But when you examine the relative qualities of semiconductor maker Micron Technology Inc. (MU - Get Report) and athletic shoe maker Nike Inc. (NKE - Get Report) , they are plenty alike in one particular respect: supply and demand. Or, if you want to distill it to the day-to-day: pricing and inventory -- either too little, which is the case of Micron, or too much, which is the story with Nike.
Last night Micron reported the kind of quarter people dream of, with year-over-year demand for semiconductors for mobile, storage and embedded demand-think cars and other Internet of Things products of 76%, 71% and 61%, respectively.
Nike? Demand was flat year over year.
Next year? Micron says that its businesses, storage and flash chips for the data center, for mobile phones and for IoT -- including games, artificial intelligence devices and autos -- will be moderately undersupplied, meaning there won't be much new capacity for these chips coming on line. In fact, Micron execs made it clear that this giant of a company would add no new excess capacity.
I see a plethora of new sneakers coming from everyone -- Nike, Under Armour (UA - Get Report) , Adidas -- despite the scandal, and despite increasing competition from completely online outfits like Allbirds, which make really cool sneakers for all occasions and don't even have a brick-and-mortar presence. Brick-and-mortar is the part of the business that Nike is hoping will save them from the sporting goods and sneaker store bust of incredible proportions. Good luck.
It's worse: Demand for DRAMs and Flash will go higher because of the incredible desire to have higher-quality phones and better, bigger data centers, as well as autonomous driving and better games and PCs. So pricing, which is outrageous anyway, could go even higher.

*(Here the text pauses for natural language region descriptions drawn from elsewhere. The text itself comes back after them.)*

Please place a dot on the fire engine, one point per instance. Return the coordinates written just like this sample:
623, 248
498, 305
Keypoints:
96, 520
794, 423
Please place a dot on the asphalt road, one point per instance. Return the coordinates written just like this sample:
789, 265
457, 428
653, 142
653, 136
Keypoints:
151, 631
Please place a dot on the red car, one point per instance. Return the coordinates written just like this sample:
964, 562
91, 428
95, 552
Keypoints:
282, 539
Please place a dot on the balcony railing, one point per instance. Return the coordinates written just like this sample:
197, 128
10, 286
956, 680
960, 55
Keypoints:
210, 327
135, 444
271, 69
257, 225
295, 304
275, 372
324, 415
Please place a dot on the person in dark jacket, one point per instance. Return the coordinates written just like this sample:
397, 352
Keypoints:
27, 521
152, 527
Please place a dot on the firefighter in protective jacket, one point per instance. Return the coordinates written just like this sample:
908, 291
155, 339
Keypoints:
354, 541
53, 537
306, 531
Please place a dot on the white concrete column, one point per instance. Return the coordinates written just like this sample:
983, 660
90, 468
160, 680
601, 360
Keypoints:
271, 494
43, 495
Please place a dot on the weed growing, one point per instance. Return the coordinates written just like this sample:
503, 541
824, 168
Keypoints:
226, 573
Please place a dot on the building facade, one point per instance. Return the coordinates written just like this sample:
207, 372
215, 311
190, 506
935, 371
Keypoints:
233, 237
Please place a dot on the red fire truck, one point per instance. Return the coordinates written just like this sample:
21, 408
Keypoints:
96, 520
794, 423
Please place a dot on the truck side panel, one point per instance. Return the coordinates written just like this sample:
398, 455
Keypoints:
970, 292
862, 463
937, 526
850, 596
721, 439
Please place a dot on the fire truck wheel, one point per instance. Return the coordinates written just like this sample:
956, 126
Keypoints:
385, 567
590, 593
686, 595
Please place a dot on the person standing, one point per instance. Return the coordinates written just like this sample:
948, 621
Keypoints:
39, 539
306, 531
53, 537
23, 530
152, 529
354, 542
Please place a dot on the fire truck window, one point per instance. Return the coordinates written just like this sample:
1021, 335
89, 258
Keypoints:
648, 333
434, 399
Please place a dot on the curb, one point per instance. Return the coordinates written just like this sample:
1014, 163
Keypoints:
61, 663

At Nike, demand, at least in the U.S. seems tepid -- even as there is no doubt that China and Europe are strong. In contrast, there is no real excess of flash or memory chips in the pipeline. Sneakers seem over-inventoried to the point where you can find them in all sorts of different channels. I think my favorite remains the off-priced stores, like TJX Cos. (TJX - Get Report) , which is able to capitalize off of any excess in any store channel. Needless to say, the sneaker stores themselves discount to the point where it's impossible to maintain the same or growing prices for the highest-end Nikes, where the bread and butter margins used to come from.
Right now, because Micron intends to add no new capacity, its fortunes could rise or fall with capacity additions by others, notably Samsung, which might take advantage of the tightness to add a ton of new capacity simply by ordering a ton more machines from, say, Lam Research Corp. (LRCX - Get Report) , which would be most impacted by the lack of new capacity at Micron.

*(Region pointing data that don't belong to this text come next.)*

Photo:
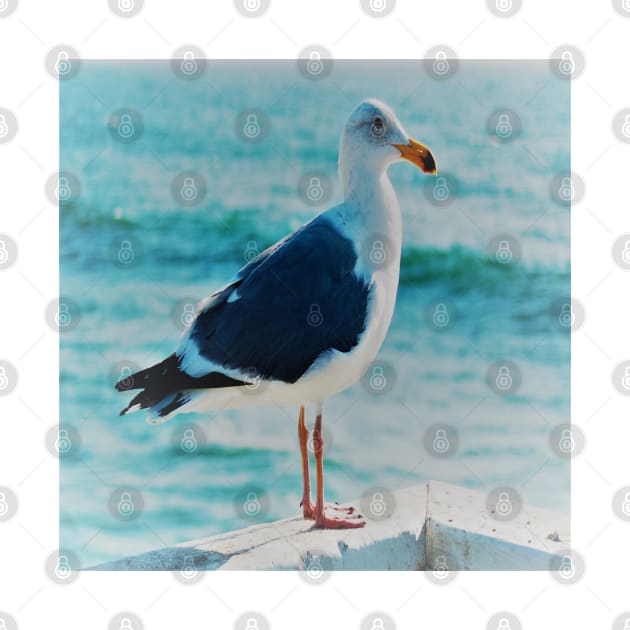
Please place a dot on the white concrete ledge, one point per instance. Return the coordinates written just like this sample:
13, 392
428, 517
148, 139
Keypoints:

And don't forget the moment that there is too much capacity in chips you might as well forget the big margins and the huge cash hoard that Micron has. Its business can very quickly switch to negative cash flow, as it did in just fiscal year 2016 -- not that long ago. Free cash flow went from negative $2.7 billion in fiscal year 2016 to plus $1.7 billion in fiscal 2017, obviously in no time flat, something we now know because this was the first quarter or fiscal year 2018.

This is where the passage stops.